Aku lihat dari sini dan aku pula saksikan dari sini. Aku tak pernah memandang dengan sebelah mata, tetapi mereka terkadang memandangku dengan sebelah mata. Mungkinkah itu terjadi? Jawabku iri mungkin saja. Dan mungkinkah itu berlanjut? Dalam lajur yang sama aku melompatkan anggukanku. Ke mana dan apa batasnya?...waktu!
Silau...analisa mataku betapa menelungkup menolak datangnya. Merah terkadang direkomendasikan, kuning mungkin dihempaskan persis ke mataku yang terbuka. Mereka pikir mereka pikirkan telah membuat mereka mencuat, justru buatku menyantera sandera ciut di bidak belah bola mata masih berpijar.
Entah kenapa, entah ada apa...entah. Aku tak ada mau beranjak dari tempatku duduk, aku tak peduli lambaian angin membisiki telingaku bahwasanya di sana ada...ada apa aku tak mau tahu, yang aku tahu bukan saatnya atau tidak saatnya...
Mentari...aku kira memang tempatnya dari timur sana. Sesuai kisahku pula, murni melepas bintang fajar di kala senja dan murni akan kembali pada fajar dikemudian.

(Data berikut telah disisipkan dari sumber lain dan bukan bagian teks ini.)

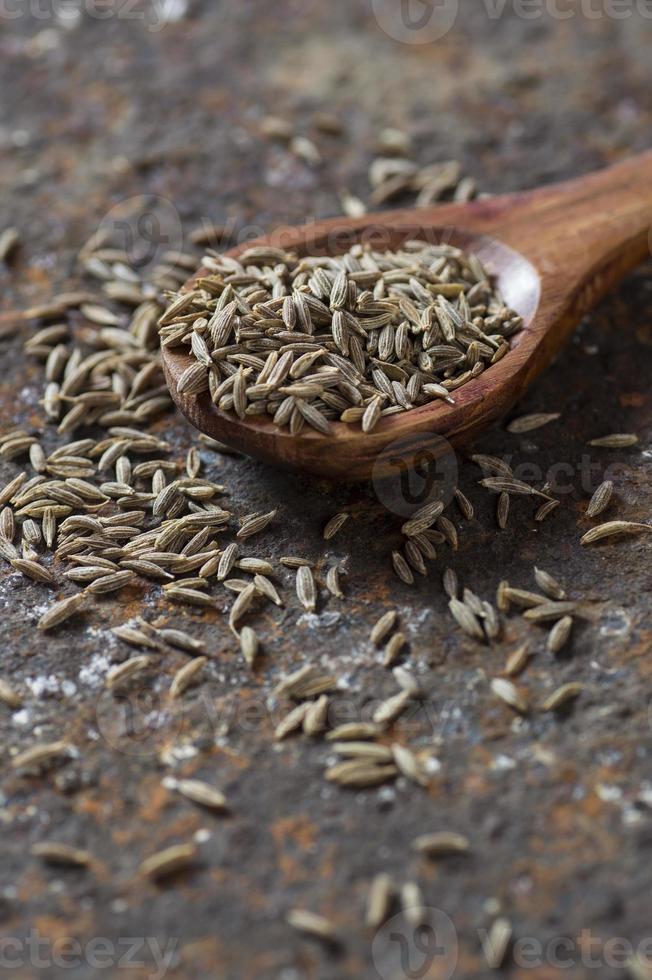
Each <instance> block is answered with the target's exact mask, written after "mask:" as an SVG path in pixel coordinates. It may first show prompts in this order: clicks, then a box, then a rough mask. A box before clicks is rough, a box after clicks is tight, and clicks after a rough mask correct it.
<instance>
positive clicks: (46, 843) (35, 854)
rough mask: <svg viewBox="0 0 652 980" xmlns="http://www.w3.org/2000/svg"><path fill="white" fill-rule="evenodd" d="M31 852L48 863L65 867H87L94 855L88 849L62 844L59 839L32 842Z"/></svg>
mask: <svg viewBox="0 0 652 980" xmlns="http://www.w3.org/2000/svg"><path fill="white" fill-rule="evenodd" d="M30 852H31V854H33V855H34V857H38V858H40V859H41V860H42V861H45V862H46V863H47V864H55V865H61V866H63V867H70V868H73V867H78V868H87V867H88V866H89V865H91V864H92V863H93V856H92V854H90V853H89V852H88V851H83V850H81V849H80V848H78V847H70V846H69V845H68V844H60V843H58V842H57V841H39V843H37V844H32V846H31V848H30Z"/></svg>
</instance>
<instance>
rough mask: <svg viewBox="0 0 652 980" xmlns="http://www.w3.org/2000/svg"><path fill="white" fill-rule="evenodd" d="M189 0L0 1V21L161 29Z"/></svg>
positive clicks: (166, 23)
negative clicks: (81, 22) (85, 17)
mask: <svg viewBox="0 0 652 980" xmlns="http://www.w3.org/2000/svg"><path fill="white" fill-rule="evenodd" d="M187 12H188V0H0V20H8V21H12V20H18V19H20V18H22V17H26V18H29V19H30V20H32V21H35V22H37V23H47V22H48V21H58V22H59V23H68V24H70V23H74V22H76V21H79V20H80V19H81V18H82V16H85V17H87V18H89V19H90V20H113V19H115V20H125V21H131V22H135V23H138V24H142V25H143V26H144V27H145V28H146V29H147V30H149V31H160V30H162V28H164V27H166V26H167V25H168V24H174V23H176V22H177V21H180V20H182V19H183V18H184V17H185V15H186V14H187Z"/></svg>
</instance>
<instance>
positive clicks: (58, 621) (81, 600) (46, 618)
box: [36, 592, 86, 630]
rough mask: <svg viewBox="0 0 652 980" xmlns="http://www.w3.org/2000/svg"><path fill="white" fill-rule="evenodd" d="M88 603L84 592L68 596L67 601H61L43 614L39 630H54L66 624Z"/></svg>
mask: <svg viewBox="0 0 652 980" xmlns="http://www.w3.org/2000/svg"><path fill="white" fill-rule="evenodd" d="M85 603H86V596H85V595H84V593H83V592H77V593H76V594H75V595H71V596H68V597H67V598H66V599H61V600H60V601H59V602H55V604H54V605H53V606H50V608H49V609H48V610H46V612H44V613H43V615H42V616H41V618H40V619H39V621H38V623H37V624H36V628H37V629H39V630H50V629H54V628H55V627H56V626H60V625H61V623H65V621H66V620H67V619H70V617H71V616H74V615H75V613H77V612H79V611H80V609H82V607H83V606H84V604H85Z"/></svg>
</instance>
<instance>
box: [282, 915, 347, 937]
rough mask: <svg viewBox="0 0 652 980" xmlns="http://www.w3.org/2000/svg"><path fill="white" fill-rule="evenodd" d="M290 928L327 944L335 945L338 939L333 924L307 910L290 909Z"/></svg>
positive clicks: (328, 921) (286, 918) (288, 915)
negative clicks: (334, 944) (292, 928)
mask: <svg viewBox="0 0 652 980" xmlns="http://www.w3.org/2000/svg"><path fill="white" fill-rule="evenodd" d="M286 921H287V923H288V925H289V926H291V927H292V928H293V929H296V931H297V932H303V933H305V934H306V935H308V936H312V937H314V938H315V939H321V940H322V941H323V942H326V943H334V942H335V941H336V939H337V935H336V932H335V927H334V925H333V923H332V922H331V921H330V920H329V919H327V918H325V916H323V915H317V914H316V913H315V912H308V911H307V910H306V909H290V911H289V912H288V914H287V916H286Z"/></svg>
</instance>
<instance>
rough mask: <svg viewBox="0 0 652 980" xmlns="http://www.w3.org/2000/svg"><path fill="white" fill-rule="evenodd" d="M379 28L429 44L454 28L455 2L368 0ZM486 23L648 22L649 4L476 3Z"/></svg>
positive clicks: (502, 0)
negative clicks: (487, 21)
mask: <svg viewBox="0 0 652 980" xmlns="http://www.w3.org/2000/svg"><path fill="white" fill-rule="evenodd" d="M370 2H371V7H372V10H373V13H374V16H375V18H376V21H377V22H378V25H379V27H380V28H381V29H382V30H383V31H384V33H385V34H387V36H388V37H390V38H392V39H393V40H395V41H400V42H401V43H402V44H432V43H433V42H434V41H438V40H440V39H441V38H443V37H445V36H446V34H448V33H449V32H450V31H451V30H452V29H453V27H454V26H455V23H456V20H457V15H458V13H459V0H370ZM474 6H475V8H476V9H478V8H479V9H480V10H481V11H482V12H483V13H484V14H485V16H486V18H487V20H490V21H498V20H501V19H502V18H503V17H516V18H518V19H519V20H528V21H532V20H541V19H542V18H544V17H548V18H549V19H550V20H556V21H564V22H565V21H567V20H571V19H573V18H584V19H585V20H591V21H594V20H614V21H620V20H628V19H629V18H631V17H636V16H638V17H642V18H644V19H646V20H652V0H478V3H477V4H474Z"/></svg>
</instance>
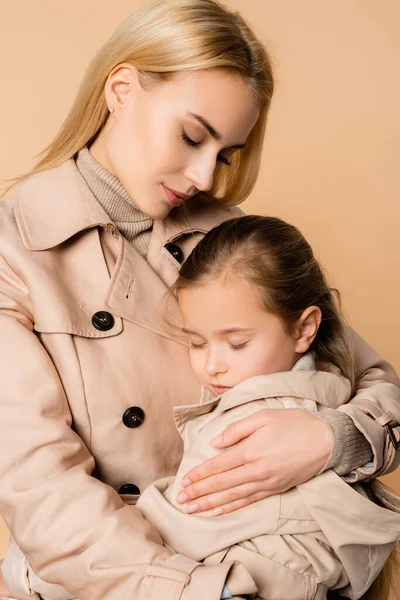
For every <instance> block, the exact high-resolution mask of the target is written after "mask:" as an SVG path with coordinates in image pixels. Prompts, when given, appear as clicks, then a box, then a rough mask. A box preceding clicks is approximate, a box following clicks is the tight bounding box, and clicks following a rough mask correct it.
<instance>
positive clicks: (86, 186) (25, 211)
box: [15, 159, 234, 251]
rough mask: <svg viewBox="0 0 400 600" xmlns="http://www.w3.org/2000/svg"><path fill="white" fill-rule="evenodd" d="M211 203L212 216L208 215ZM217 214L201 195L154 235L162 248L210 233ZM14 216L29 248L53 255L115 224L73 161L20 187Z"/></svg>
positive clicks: (167, 223) (154, 227)
mask: <svg viewBox="0 0 400 600" xmlns="http://www.w3.org/2000/svg"><path fill="white" fill-rule="evenodd" d="M211 203H212V204H213V210H212V211H210V210H207V208H208V205H210V204H211ZM220 210H221V221H222V220H225V219H226V218H227V217H226V208H225V207H223V206H221V208H220ZM216 212H218V205H217V204H216V203H215V202H212V201H211V200H209V199H207V198H205V197H201V196H196V197H194V198H192V199H191V200H189V201H188V202H187V203H186V205H184V206H182V207H180V208H176V209H174V210H172V211H171V213H170V214H169V216H168V217H167V218H166V219H165V220H163V221H155V222H154V231H155V232H156V234H157V237H158V239H159V240H160V241H161V242H162V244H166V243H168V242H170V241H173V240H174V239H177V238H178V237H180V236H181V235H185V234H188V233H193V232H196V231H197V232H203V233H205V232H207V231H208V230H209V229H211V228H212V227H213V226H214V225H215V223H216ZM15 215H16V220H17V224H18V227H19V230H20V234H21V238H22V241H23V243H24V245H25V247H26V248H28V249H29V250H34V251H40V250H49V249H50V248H54V247H56V246H58V245H59V244H61V243H63V242H65V241H66V240H68V239H69V238H71V237H72V236H74V235H76V234H77V233H79V232H81V231H83V230H85V229H89V228H92V227H96V226H99V225H104V224H106V223H110V218H109V216H108V215H107V213H106V212H105V210H104V209H103V208H102V206H101V205H100V204H99V202H98V201H97V200H96V198H95V197H94V195H93V194H92V192H91V191H90V189H89V188H88V186H87V184H86V183H85V181H84V179H83V177H82V176H81V174H80V173H79V171H78V169H77V167H76V165H75V161H74V160H73V159H70V160H68V161H66V162H65V163H63V164H62V165H61V166H59V167H56V168H55V169H51V170H48V171H45V172H43V173H37V174H35V175H33V176H31V177H29V178H28V179H27V180H25V181H24V182H22V183H21V184H19V185H18V186H17V188H16V190H15ZM232 216H234V215H232Z"/></svg>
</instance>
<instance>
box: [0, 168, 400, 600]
mask: <svg viewBox="0 0 400 600" xmlns="http://www.w3.org/2000/svg"><path fill="white" fill-rule="evenodd" d="M238 214H239V211H238V209H228V208H224V207H221V206H218V205H216V204H215V203H211V202H210V201H208V200H206V199H201V198H193V200H190V201H189V202H188V203H187V205H186V206H185V207H182V209H179V210H174V211H173V212H172V213H171V215H170V216H169V217H168V218H167V219H166V220H165V221H156V222H155V223H154V227H153V232H152V237H151V241H150V245H149V249H148V255H147V257H146V258H143V257H142V256H141V255H140V254H139V253H138V252H137V251H136V249H135V248H134V247H133V246H132V245H130V244H129V243H127V242H126V241H125V240H124V239H123V237H122V236H120V235H119V234H118V232H117V231H116V229H115V227H114V225H113V224H112V223H110V219H109V217H108V216H107V214H106V213H105V212H104V210H103V209H102V208H101V206H100V205H99V203H98V202H97V200H96V199H95V198H94V196H93V195H92V194H91V192H90V191H89V189H88V188H87V186H86V184H85V183H84V181H83V179H82V178H81V176H80V175H79V173H78V171H77V169H76V166H75V163H74V161H73V160H71V161H68V162H66V163H64V164H63V165H62V166H61V167H58V168H56V169H54V170H52V171H47V172H45V173H42V174H38V175H35V176H33V177H30V178H29V179H27V180H26V181H25V182H23V183H22V184H21V185H19V187H18V188H17V189H16V191H15V193H14V196H13V197H12V198H11V199H10V200H7V201H5V202H2V203H1V205H0V332H1V336H0V512H1V514H2V515H3V517H4V519H5V521H6V523H7V525H8V527H9V529H10V531H11V533H12V535H13V536H14V538H15V540H16V543H17V544H18V546H19V547H20V548H21V550H22V552H23V553H24V555H26V557H27V560H28V561H29V564H30V565H31V567H32V568H33V570H34V571H35V573H36V574H37V575H38V576H39V577H40V578H41V579H43V580H44V581H48V582H51V583H58V584H60V585H62V586H64V587H65V588H67V589H68V590H69V592H71V594H72V595H73V596H76V597H78V598H80V600H92V599H96V600H97V599H99V598H107V600H122V599H123V600H126V599H127V598H134V599H135V600H144V599H146V600H149V599H150V598H151V599H153V598H154V599H158V598H163V600H198V599H200V598H201V599H203V598H207V600H219V596H220V592H221V589H222V587H223V584H224V582H225V580H226V578H227V577H228V583H229V585H230V586H231V588H232V590H231V591H232V592H233V593H237V594H240V593H246V592H247V591H248V592H249V593H250V592H251V591H252V590H253V589H254V586H253V583H252V581H251V577H250V576H249V578H248V582H247V583H246V586H248V587H247V588H246V589H243V588H241V587H240V586H239V587H238V588H235V583H234V582H235V581H239V580H240V581H242V578H241V577H236V574H237V573H239V571H240V570H241V569H242V567H241V566H240V564H239V563H236V564H233V563H228V562H227V563H220V564H216V565H208V566H204V565H202V564H199V563H198V562H196V561H193V560H191V559H187V558H185V557H183V556H180V555H176V554H174V553H173V552H171V551H170V550H169V549H168V548H167V547H165V546H163V544H162V541H161V538H160V536H159V535H158V533H157V532H156V530H155V528H154V527H153V526H152V525H151V524H150V523H149V522H148V521H146V520H145V519H144V518H143V517H142V515H141V513H140V511H139V510H138V509H137V508H136V507H135V506H133V505H132V504H130V502H132V499H134V496H133V495H132V492H135V491H136V492H138V491H139V490H140V491H144V489H145V488H146V487H147V486H148V485H149V484H150V483H152V482H153V481H155V480H156V479H159V478H162V477H165V476H170V475H174V474H175V472H176V470H177V467H178V465H179V463H180V460H181V457H182V440H181V439H180V437H179V434H178V432H177V431H176V428H175V425H174V420H173V412H172V407H173V406H174V405H187V404H191V403H196V402H197V400H198V398H199V393H200V389H199V384H198V383H197V381H196V380H195V378H194V375H193V374H192V372H191V369H190V366H189V361H188V357H187V348H186V346H185V345H184V344H183V343H179V341H177V340H174V339H172V335H171V334H170V333H169V332H168V331H166V330H165V328H164V325H163V321H162V318H161V316H160V314H159V304H160V301H161V299H162V297H163V295H164V293H165V291H166V289H167V287H168V285H170V284H171V283H172V282H173V281H174V280H175V278H176V276H177V272H178V268H179V264H178V263H177V262H176V261H175V259H174V258H173V257H172V255H171V254H170V253H169V252H168V250H167V248H166V245H167V244H168V243H174V244H177V245H179V246H180V247H181V249H182V251H183V256H184V257H186V256H187V255H188V253H189V252H190V251H191V249H192V248H193V247H194V245H195V244H196V242H197V241H199V239H200V238H201V236H202V235H203V234H204V233H205V232H206V231H208V230H209V229H211V228H212V227H213V226H215V225H217V224H218V223H220V222H222V221H224V220H226V219H227V218H230V217H232V216H236V215H238ZM96 313H97V314H96ZM98 313H100V314H98ZM355 343H356V354H357V368H358V373H359V375H360V377H361V382H360V385H359V389H358V392H357V395H356V397H355V398H354V399H353V400H352V401H351V402H350V403H349V404H347V405H346V406H344V407H343V410H344V409H346V412H347V414H349V415H350V416H351V418H352V419H353V420H354V423H355V424H356V426H357V427H358V428H359V429H360V430H361V431H362V432H363V433H364V435H365V436H366V437H367V438H368V440H370V442H371V444H372V448H373V452H374V456H375V461H374V466H373V467H371V468H369V469H359V470H358V471H357V472H356V473H355V474H354V475H355V478H356V479H362V478H366V477H367V478H368V477H369V476H371V475H373V474H377V473H383V472H386V471H388V470H391V469H393V468H394V467H395V466H396V464H397V459H396V456H395V452H394V450H393V447H392V445H391V443H390V441H389V436H388V432H387V428H386V427H384V423H385V422H387V420H390V419H391V418H392V417H394V418H396V419H397V420H400V390H399V388H398V386H397V377H396V374H395V373H394V371H393V369H392V368H391V367H390V366H389V365H388V364H387V363H386V362H385V361H383V360H382V359H381V358H380V357H379V356H377V355H376V353H375V352H374V351H373V350H371V349H370V348H369V347H368V346H367V344H365V342H363V341H362V340H361V339H360V338H359V337H357V336H356V337H355ZM369 415H371V416H369ZM371 417H372V418H371ZM395 435H398V434H397V432H395ZM126 491H128V492H130V493H131V494H130V495H124V492H126ZM118 492H119V493H118ZM24 560H25V562H21V563H18V564H17V562H14V563H13V562H12V561H11V567H10V568H8V569H7V570H6V572H5V573H4V575H5V578H6V579H7V582H8V583H9V584H11V588H12V590H11V591H12V595H13V596H15V597H17V598H26V597H28V598H37V597H38V596H37V595H35V594H33V595H31V594H30V588H29V578H28V577H27V572H28V571H27V564H28V563H27V562H26V559H24ZM243 571H244V567H243ZM246 586H245V587H246ZM252 586H253V587H252ZM24 594H25V595H24Z"/></svg>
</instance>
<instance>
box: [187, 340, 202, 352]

Air...sengaja dan memang kodratnya merendahkan riuh, antaranya pula air mukaku hiraukan dalam sekejab. Tak tertinggalkan aku tinggalkan pesan agar pada saatnya mentari melalui tangan-tangan air membawakan sepucuk suratku yang aku titipkan pada merpati putih.
SELANJUTNYA...
Dari...aku temukan...aku telah ketemukan...aku telah menemukannnya....untuk yang aku temukan.
SETERUSNYA...
Banyaknya waktu mengalir, akan banyak pula yang terjadi, entah itu peristiwa atau yang kita sebut dengan peristiwa.
Makin sering aku bergegas, makin sering pula aku ketinggalan. Dan seingat-ingatnya aku, lebih banyak lupanya daripada melupakannya.
Sekejab aku kecup, tinggallah kini dengan hati dan perasaan yang konstan menyertai. Selebihnya aku tak ingin melebih-lebihkan kisah dirinya dengan segala kelebihannya dan keteraturannya.